In fact, the Internet was always a social medium. A lot of the original Internet services were conceived as methods of meeting, interacting and conversing with other people on a global scale. Since 1978 we have had BBS’s – Bulletin Board Systems – allowing people to create posts, conduct public discussions, transfer files and chat privately. Usenet which was a widely distributed discussion and file exchange system with no central administration and IRC, Internet Relay Chat, which allowed for both public group discussions and private communication in real-time. And of course there has always been e-mail (always, in Internet terms being since the days of the ARPANET in the early 70’s). E-mail is – and remains – the original social medium: People exchanging information one-to-one, one-to-many, or many-to-one in an organized, threaded manner. In private.

Then the WWW ruined everything

Brands had no business on IRC or Usenet. Very few of them knew the value of e-mail outside the corporation. The Internet was strictly the people’s (read: geeks’) domain.
That all began to change around 1996 a few years after Tim Berners-Lee launched the World Wide Web. The World Wide Web was the Internet for the rest of us. Without the World Wide Web there probably would never have been a “Digital Age”. It was HTML, the browser, hyperlinks and the page metaphor that made the magic of a global network of computers available for ordinary people. And for brands.

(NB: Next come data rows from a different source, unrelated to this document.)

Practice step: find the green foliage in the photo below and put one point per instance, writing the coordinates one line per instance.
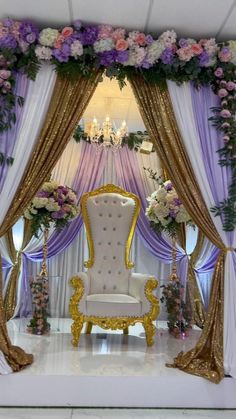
(179, 316)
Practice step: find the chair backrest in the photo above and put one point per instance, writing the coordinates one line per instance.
(110, 215)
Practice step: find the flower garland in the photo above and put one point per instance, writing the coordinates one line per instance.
(166, 211)
(53, 204)
(83, 49)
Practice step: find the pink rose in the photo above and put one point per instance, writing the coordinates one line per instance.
(185, 53)
(118, 34)
(222, 93)
(219, 72)
(140, 38)
(5, 74)
(225, 113)
(67, 31)
(230, 85)
(58, 42)
(121, 45)
(197, 49)
(225, 55)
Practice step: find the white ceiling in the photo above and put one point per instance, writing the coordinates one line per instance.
(195, 18)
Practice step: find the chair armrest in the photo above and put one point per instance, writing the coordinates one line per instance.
(81, 283)
(141, 287)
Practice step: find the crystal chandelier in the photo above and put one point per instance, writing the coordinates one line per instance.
(106, 136)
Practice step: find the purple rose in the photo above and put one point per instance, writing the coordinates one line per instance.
(58, 214)
(90, 35)
(149, 39)
(122, 56)
(77, 24)
(62, 54)
(167, 56)
(230, 85)
(225, 113)
(222, 93)
(5, 74)
(108, 57)
(168, 186)
(27, 28)
(177, 201)
(8, 41)
(219, 72)
(183, 43)
(30, 38)
(203, 59)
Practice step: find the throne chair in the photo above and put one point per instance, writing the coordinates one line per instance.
(109, 294)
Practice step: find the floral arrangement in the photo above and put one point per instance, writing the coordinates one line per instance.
(79, 49)
(179, 317)
(166, 211)
(53, 204)
(39, 325)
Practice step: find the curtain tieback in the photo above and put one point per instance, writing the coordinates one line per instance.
(228, 249)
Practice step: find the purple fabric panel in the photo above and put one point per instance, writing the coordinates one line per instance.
(130, 179)
(8, 138)
(87, 178)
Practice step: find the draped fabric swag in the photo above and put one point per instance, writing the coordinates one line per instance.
(66, 107)
(206, 359)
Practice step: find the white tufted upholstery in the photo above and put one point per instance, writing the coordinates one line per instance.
(110, 218)
(109, 293)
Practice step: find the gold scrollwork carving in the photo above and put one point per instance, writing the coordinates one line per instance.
(113, 322)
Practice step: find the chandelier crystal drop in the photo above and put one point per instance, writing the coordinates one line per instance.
(106, 136)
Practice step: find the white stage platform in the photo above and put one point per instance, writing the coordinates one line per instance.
(108, 370)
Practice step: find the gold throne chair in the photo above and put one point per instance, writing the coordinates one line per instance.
(109, 294)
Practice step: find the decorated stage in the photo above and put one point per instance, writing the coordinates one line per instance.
(108, 369)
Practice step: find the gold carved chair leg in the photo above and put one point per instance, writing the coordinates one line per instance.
(76, 328)
(126, 331)
(149, 330)
(88, 328)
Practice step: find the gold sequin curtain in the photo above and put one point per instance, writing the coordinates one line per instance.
(199, 315)
(66, 108)
(206, 359)
(16, 257)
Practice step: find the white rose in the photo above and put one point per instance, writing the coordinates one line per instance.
(48, 36)
(39, 202)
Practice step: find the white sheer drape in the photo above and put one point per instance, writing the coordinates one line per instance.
(182, 104)
(71, 260)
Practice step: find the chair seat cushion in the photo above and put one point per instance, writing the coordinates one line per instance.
(112, 305)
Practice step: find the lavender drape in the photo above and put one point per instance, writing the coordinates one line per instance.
(130, 179)
(8, 138)
(87, 177)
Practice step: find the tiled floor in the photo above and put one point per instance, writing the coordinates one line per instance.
(28, 413)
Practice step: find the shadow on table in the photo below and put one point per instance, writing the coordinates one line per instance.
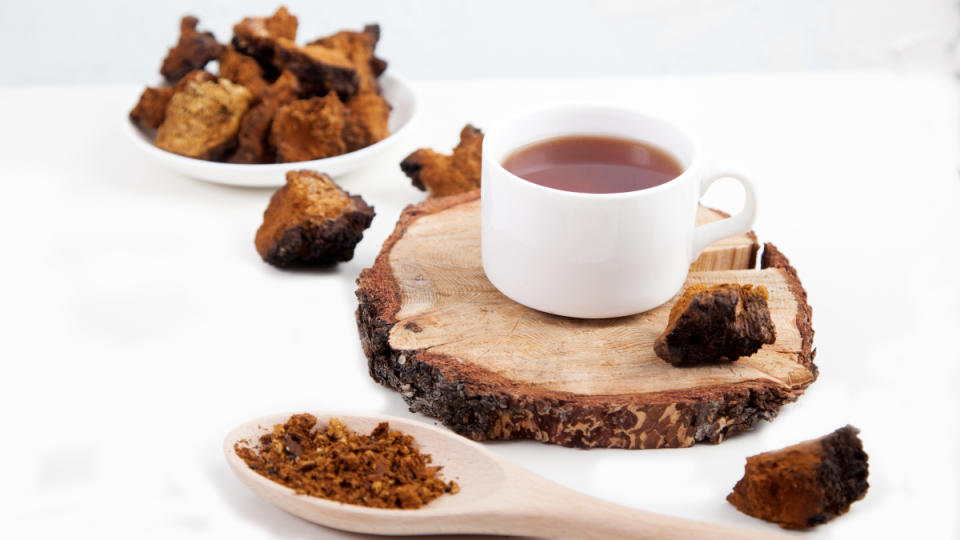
(280, 524)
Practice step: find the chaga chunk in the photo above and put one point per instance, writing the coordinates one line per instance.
(367, 117)
(192, 51)
(257, 36)
(442, 175)
(253, 140)
(243, 70)
(203, 119)
(358, 47)
(309, 129)
(195, 76)
(806, 484)
(151, 109)
(709, 325)
(319, 69)
(311, 222)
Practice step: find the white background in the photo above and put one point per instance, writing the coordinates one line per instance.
(46, 41)
(138, 325)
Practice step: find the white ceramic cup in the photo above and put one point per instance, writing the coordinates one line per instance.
(596, 255)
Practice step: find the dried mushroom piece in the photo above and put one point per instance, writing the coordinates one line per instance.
(368, 115)
(442, 175)
(309, 129)
(192, 51)
(806, 484)
(358, 48)
(195, 76)
(710, 325)
(320, 69)
(257, 36)
(311, 222)
(253, 140)
(203, 119)
(151, 108)
(243, 70)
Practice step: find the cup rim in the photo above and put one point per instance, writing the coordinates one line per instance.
(565, 106)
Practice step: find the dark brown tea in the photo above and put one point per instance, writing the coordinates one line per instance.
(591, 164)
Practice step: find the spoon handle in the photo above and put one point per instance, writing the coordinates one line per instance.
(539, 507)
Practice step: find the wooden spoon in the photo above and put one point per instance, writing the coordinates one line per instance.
(496, 496)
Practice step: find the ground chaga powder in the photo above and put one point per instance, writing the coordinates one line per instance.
(381, 470)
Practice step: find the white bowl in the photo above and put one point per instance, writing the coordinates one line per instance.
(396, 90)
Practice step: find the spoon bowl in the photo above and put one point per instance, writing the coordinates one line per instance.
(496, 496)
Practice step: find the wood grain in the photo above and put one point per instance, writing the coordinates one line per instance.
(436, 330)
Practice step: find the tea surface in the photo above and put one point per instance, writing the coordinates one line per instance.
(592, 164)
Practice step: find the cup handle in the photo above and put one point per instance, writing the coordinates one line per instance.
(709, 233)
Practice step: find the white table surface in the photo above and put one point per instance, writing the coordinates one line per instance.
(138, 324)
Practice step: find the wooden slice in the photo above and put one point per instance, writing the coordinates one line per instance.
(435, 330)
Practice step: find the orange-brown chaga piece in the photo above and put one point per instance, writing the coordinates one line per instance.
(805, 484)
(442, 175)
(309, 129)
(195, 76)
(192, 51)
(257, 36)
(253, 140)
(202, 119)
(151, 109)
(358, 47)
(319, 69)
(710, 325)
(311, 222)
(243, 70)
(367, 120)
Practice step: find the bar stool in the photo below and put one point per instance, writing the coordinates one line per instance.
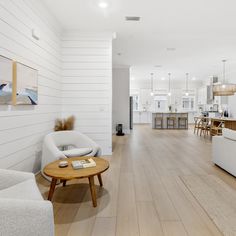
(183, 123)
(171, 122)
(158, 122)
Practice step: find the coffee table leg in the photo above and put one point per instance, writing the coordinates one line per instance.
(100, 180)
(52, 188)
(93, 191)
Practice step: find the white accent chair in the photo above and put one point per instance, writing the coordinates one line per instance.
(224, 150)
(78, 141)
(22, 208)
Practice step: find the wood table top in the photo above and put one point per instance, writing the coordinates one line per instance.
(53, 170)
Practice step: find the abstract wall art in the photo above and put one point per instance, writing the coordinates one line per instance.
(25, 85)
(6, 74)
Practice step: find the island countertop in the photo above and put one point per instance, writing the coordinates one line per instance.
(162, 116)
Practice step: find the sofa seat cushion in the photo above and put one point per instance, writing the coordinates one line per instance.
(229, 134)
(26, 190)
(76, 152)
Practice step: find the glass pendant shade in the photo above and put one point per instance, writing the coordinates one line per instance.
(225, 89)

Just as Joe Ordinary could see something he could relate to – an advanced kind of newspaper or magazine, perhaps, brands saw a medium they could understand. A mass medium that happened to be digital and thus highly cost-efficient. And they approached it in the same way. As a cheap catalogue. A corporate brochure. An easily editable flyer. A place to post ads (aka “banners”). Some even advanced to eCommerce, enabling direct sales online.

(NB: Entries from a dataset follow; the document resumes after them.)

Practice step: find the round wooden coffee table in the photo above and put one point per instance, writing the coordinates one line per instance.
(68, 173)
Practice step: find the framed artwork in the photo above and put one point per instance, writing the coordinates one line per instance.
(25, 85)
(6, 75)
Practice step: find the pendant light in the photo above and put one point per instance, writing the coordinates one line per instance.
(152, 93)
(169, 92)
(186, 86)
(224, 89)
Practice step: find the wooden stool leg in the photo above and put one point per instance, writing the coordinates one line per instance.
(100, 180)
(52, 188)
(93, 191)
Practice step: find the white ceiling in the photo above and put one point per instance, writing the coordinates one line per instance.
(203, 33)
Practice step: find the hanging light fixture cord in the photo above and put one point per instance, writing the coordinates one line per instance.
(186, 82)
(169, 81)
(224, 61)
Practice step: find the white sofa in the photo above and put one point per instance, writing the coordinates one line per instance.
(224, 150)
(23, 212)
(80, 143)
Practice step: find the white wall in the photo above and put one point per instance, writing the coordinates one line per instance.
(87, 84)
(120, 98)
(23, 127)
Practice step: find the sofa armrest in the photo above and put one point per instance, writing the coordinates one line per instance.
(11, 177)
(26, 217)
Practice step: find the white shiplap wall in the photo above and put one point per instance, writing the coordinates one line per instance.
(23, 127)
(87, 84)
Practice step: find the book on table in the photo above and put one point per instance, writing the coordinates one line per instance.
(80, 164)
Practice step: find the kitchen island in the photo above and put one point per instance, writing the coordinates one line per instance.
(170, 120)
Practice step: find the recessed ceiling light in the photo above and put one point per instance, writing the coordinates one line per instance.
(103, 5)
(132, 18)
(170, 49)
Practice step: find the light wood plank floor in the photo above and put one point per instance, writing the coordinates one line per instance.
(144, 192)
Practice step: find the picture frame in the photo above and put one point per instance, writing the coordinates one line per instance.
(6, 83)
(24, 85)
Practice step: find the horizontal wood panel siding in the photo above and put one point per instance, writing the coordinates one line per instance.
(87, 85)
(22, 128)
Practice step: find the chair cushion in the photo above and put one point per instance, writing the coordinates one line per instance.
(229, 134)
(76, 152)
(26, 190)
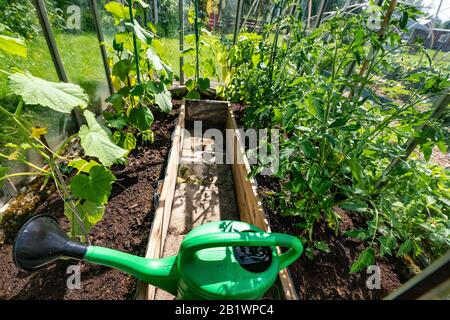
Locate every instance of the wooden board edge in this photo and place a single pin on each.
(158, 231)
(246, 188)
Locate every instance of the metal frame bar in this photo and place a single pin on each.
(237, 21)
(320, 13)
(429, 284)
(101, 41)
(181, 38)
(53, 49)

That’s how the advent of The World Wide Web ushered in the Great Commercialization of the Internet. Business took over the World Wide Web – and made it into a World Wide One-Way Speech. Very few realized the inherent potential of the Internet to upend business models, create new marketing paradigms and foster new relationships between brands and consumers.
If only they had read – and understood – The Cluetrain Manifesto. We might have been spared a decade of drab informational sites and corporations refusing to listen.